Marianne Hühn: „Europabewusstsein stärken!“
Kein Stuhl war mehr frei beim ersten Neujahrsempfang der EUROPA-UNION Schwalm-Eder e.V. im altehrwürdigen Treysaer „Hospital zum Heiligen Geist“. Damit eröffnete die überparteiliche, gemeinnützig anerkannte „Bürgerbewegung für ein Vereintes Europa“ ihr Jubiläumsjahr zum 60-jährigen Bestehen des Kreisverbands. Schwungvoll luden Stefan und Annika Reitz zu einer musikalischen Reise ein.
In der Kapelle, einem der wertvollsten hessischen Baudenkmäler, konnte Kreisvorsitzender Heinz Wagner die Landtagsabgeordnete Regine Müller, Schwalmstadts Bürgermeister Wilhelm Kröll, Stadtverordnetenvorsteher Gerhard Hosemann sowie weitere Mitglieder des Magistrats und des Parlaments bzw. der Ortsbeiräte sowie die Vorsitzenden mehrerer Vereine begrüßen. Erfreulicherweise nahmen auch zahlreiche Mitbürger teil, die aus der früheren Sowjetunion in ihre neue Heimat übergesiedelt sind. Für den Türkisch-Islamischen Bildungs- und Kulturverein sprach deren Vorsitzender Koröglu Gün, der in Treysa geboren ist.

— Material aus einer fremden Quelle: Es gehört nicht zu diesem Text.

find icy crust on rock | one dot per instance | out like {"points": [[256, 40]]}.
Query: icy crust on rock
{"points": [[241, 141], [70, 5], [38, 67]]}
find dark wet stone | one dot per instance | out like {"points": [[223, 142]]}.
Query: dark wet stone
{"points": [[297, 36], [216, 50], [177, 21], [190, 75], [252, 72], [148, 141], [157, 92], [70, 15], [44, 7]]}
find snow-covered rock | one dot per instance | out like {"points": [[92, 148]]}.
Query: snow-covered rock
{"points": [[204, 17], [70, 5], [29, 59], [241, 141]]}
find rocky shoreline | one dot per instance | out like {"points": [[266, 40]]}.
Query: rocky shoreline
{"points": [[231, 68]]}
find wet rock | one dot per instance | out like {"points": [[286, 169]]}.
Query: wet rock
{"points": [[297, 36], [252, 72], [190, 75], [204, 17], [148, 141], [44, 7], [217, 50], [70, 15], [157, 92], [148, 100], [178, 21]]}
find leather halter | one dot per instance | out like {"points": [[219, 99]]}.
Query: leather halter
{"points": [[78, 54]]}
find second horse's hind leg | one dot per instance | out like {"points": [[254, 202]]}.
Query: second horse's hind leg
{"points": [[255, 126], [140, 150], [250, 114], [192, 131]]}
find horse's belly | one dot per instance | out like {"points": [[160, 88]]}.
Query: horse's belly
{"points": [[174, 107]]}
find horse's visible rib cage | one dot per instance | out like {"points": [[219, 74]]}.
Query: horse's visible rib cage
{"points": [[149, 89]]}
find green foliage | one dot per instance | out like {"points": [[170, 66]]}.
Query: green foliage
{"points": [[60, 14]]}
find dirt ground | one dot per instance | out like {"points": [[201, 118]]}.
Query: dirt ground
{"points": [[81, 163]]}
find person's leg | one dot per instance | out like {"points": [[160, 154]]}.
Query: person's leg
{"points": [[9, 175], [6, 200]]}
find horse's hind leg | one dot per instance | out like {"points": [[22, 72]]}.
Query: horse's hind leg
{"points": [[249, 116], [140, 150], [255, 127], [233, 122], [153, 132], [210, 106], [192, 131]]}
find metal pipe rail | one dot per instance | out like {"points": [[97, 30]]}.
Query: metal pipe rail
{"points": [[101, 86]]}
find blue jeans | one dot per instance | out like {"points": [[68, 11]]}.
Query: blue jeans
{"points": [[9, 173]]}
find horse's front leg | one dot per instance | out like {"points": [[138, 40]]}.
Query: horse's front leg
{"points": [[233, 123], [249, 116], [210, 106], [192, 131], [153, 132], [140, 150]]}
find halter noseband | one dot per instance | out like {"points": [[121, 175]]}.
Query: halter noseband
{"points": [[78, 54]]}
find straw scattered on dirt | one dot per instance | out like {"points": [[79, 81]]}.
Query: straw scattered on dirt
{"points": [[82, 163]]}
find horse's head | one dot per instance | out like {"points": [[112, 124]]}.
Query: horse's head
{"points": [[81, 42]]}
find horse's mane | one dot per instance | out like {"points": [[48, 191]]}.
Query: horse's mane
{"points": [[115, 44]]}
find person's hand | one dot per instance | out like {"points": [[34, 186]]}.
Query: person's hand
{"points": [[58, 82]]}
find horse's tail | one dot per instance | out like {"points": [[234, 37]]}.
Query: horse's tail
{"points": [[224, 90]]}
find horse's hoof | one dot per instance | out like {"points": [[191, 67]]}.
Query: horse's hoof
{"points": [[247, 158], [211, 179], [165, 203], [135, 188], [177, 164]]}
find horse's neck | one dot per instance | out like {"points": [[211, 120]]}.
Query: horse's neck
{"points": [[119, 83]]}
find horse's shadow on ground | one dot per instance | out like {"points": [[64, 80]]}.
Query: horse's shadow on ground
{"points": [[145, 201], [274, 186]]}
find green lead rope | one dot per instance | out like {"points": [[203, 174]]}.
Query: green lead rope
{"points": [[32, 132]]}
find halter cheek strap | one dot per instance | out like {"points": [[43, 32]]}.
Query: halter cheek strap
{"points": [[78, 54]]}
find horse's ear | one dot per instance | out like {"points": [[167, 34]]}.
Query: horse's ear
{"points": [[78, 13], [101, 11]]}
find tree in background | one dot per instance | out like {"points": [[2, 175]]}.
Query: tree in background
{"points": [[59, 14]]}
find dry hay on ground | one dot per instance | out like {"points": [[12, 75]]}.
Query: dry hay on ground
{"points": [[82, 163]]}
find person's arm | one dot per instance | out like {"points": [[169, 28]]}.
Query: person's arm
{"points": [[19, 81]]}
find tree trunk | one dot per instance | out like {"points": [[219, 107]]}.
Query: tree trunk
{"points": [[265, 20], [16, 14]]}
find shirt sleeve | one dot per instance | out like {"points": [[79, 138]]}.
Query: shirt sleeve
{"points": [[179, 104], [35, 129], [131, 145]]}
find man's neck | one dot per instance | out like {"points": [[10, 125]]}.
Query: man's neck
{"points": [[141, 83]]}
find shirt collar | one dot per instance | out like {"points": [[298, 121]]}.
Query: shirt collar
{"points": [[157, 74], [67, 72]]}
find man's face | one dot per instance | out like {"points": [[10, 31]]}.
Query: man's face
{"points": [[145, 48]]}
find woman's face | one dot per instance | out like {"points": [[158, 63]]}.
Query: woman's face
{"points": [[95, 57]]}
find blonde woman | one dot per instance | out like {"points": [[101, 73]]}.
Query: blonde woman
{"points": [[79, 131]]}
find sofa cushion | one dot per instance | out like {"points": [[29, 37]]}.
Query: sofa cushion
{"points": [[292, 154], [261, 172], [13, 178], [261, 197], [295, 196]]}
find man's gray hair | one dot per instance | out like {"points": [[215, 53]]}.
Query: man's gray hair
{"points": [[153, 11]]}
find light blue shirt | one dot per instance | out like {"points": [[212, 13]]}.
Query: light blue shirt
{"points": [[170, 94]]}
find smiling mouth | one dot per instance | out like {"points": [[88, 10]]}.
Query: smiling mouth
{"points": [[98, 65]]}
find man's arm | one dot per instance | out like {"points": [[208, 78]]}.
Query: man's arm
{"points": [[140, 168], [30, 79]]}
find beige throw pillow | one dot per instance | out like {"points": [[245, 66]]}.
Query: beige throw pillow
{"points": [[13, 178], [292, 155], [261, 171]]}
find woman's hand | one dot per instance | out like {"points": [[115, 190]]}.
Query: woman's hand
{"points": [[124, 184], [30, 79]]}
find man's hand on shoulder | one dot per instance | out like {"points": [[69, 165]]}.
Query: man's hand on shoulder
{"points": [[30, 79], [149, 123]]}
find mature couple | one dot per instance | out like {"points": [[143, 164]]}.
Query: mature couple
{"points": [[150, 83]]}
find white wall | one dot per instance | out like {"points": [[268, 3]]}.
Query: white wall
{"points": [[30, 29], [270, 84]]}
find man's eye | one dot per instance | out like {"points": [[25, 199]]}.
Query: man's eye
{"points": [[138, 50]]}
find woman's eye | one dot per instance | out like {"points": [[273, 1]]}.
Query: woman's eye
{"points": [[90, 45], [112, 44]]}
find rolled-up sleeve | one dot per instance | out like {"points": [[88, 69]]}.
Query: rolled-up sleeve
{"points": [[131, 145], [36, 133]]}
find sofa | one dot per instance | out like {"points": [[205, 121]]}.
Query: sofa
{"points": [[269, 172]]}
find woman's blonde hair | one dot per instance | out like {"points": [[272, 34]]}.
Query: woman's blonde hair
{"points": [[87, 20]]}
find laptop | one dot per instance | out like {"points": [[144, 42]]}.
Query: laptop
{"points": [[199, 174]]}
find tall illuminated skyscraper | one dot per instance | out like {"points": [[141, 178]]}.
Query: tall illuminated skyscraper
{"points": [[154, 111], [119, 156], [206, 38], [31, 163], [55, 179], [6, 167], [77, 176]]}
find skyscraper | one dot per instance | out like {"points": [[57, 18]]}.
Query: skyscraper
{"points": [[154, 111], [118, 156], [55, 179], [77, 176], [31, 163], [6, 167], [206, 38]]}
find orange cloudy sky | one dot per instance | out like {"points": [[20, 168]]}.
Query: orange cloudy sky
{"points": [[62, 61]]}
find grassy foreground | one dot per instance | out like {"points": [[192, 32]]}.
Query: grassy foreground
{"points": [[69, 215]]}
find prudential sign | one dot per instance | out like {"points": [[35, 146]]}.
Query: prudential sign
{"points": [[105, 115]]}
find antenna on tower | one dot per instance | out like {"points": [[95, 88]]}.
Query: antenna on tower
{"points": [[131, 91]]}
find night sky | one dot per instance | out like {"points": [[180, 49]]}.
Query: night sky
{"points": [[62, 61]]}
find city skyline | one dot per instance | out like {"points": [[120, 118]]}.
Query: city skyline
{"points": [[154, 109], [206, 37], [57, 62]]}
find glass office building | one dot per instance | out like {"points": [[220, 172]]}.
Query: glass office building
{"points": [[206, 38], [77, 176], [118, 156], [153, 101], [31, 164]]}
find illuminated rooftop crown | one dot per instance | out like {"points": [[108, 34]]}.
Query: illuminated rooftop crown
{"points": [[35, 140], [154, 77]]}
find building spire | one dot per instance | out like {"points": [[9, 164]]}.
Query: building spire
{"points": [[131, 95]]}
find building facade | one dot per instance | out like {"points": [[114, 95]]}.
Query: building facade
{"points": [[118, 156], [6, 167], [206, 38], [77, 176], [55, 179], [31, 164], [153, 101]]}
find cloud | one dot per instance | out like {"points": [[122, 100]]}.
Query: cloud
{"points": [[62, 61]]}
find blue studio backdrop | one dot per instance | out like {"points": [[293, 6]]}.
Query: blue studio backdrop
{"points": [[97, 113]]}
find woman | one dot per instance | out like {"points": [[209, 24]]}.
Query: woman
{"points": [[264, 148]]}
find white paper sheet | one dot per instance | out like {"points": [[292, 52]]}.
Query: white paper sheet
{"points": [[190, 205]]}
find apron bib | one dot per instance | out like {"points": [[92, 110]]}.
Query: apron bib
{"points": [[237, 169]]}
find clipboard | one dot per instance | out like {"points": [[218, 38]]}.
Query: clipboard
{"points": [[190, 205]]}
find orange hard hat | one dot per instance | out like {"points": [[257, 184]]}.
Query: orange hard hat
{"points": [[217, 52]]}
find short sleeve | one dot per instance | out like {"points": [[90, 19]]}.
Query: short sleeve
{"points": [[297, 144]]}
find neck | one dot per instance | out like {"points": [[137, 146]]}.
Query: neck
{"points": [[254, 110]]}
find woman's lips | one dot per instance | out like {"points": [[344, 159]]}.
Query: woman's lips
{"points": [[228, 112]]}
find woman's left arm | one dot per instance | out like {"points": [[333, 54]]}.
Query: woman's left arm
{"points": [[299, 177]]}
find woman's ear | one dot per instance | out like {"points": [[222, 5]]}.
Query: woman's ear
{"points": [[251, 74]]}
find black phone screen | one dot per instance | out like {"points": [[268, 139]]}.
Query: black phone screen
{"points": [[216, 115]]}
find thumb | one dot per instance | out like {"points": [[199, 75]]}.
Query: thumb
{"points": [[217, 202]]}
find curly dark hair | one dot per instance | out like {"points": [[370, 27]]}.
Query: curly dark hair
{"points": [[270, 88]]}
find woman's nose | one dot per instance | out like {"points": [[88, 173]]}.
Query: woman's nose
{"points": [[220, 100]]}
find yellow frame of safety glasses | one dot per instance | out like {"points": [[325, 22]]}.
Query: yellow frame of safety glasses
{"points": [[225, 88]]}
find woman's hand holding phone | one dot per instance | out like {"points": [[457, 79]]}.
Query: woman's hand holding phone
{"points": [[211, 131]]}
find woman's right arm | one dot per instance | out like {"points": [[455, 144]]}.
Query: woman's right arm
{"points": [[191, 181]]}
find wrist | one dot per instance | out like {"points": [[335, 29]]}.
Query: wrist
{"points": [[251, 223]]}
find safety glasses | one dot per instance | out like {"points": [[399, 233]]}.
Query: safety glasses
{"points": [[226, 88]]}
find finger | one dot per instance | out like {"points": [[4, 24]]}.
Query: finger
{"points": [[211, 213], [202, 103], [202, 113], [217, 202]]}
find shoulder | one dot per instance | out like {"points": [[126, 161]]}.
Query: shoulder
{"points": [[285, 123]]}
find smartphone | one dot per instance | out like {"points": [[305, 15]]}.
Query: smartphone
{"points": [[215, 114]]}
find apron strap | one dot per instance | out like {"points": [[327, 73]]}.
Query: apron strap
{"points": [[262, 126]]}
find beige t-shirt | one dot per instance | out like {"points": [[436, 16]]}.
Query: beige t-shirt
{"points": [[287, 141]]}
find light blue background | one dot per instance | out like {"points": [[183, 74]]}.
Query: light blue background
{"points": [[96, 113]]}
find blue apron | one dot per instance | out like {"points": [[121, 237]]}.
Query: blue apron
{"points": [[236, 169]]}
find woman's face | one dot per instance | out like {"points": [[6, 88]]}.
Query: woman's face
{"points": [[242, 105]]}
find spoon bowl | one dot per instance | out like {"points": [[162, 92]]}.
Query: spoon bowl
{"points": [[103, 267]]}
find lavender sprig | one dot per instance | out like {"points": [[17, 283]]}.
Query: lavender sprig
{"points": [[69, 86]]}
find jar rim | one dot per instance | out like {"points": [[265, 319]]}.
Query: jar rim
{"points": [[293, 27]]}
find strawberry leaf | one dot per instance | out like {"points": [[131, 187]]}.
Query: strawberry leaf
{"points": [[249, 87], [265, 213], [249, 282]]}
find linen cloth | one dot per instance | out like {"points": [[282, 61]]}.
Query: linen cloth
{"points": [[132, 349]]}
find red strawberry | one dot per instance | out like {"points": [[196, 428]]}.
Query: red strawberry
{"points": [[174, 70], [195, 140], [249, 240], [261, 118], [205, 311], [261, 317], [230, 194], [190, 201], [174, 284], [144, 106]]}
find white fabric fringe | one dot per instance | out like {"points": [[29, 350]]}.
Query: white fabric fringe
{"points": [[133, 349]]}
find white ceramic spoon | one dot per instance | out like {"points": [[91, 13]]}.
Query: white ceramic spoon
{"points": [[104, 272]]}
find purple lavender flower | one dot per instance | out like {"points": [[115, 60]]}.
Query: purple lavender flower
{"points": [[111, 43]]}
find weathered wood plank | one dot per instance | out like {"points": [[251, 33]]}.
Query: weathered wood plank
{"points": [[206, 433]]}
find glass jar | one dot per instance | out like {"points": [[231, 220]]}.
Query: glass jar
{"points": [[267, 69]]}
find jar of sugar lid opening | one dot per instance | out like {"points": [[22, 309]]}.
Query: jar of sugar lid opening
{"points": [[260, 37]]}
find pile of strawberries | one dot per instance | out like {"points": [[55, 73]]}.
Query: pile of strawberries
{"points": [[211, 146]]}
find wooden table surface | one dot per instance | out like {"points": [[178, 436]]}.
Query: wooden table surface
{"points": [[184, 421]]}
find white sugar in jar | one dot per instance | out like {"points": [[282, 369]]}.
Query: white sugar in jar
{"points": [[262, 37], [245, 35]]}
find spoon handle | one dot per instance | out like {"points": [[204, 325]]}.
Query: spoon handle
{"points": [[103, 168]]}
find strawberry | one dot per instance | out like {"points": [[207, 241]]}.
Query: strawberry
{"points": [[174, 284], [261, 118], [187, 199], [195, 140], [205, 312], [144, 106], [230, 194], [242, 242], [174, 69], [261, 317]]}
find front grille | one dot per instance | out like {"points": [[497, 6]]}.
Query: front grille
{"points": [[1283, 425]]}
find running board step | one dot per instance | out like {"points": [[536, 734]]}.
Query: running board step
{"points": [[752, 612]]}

Im Mittelpunkt des einstündigen Festakts stand ein Kurzvortrag von Marianne Hühn (Oberaula), die bei der Jahreshauptversammlung am 20. März vom Vorstand für die Wahl als neue Kreisvorsitzende vorgeschlagen wird. 1950 sei die Vision und Botschaft der EUROPA-UNION von einem demokratisch-friedlichen Zusammenschluss der europäischen Völker und Staaten unglaublich gewesen, heute sei sie eine einzigartige Realität. Weit entwickelt seien die Verträge und Institutionen der EU, sie müssten aber „mit Leben erfüllt werden“. Was in 60 Jahren erkämpft und gestaltet wurde, sei heute für die meisten Menschen „angenehme Selbstverständlichkeit“. Ziel und Aufgabe der EUROPA-UNION und ihrer Jugendorganisation JEF sei es, Europa als „Einheit in Vielfalt“ zu erleben. Dafür kündigte sie neue Ideen und Initiativen des mitgliederstarken Vereins an.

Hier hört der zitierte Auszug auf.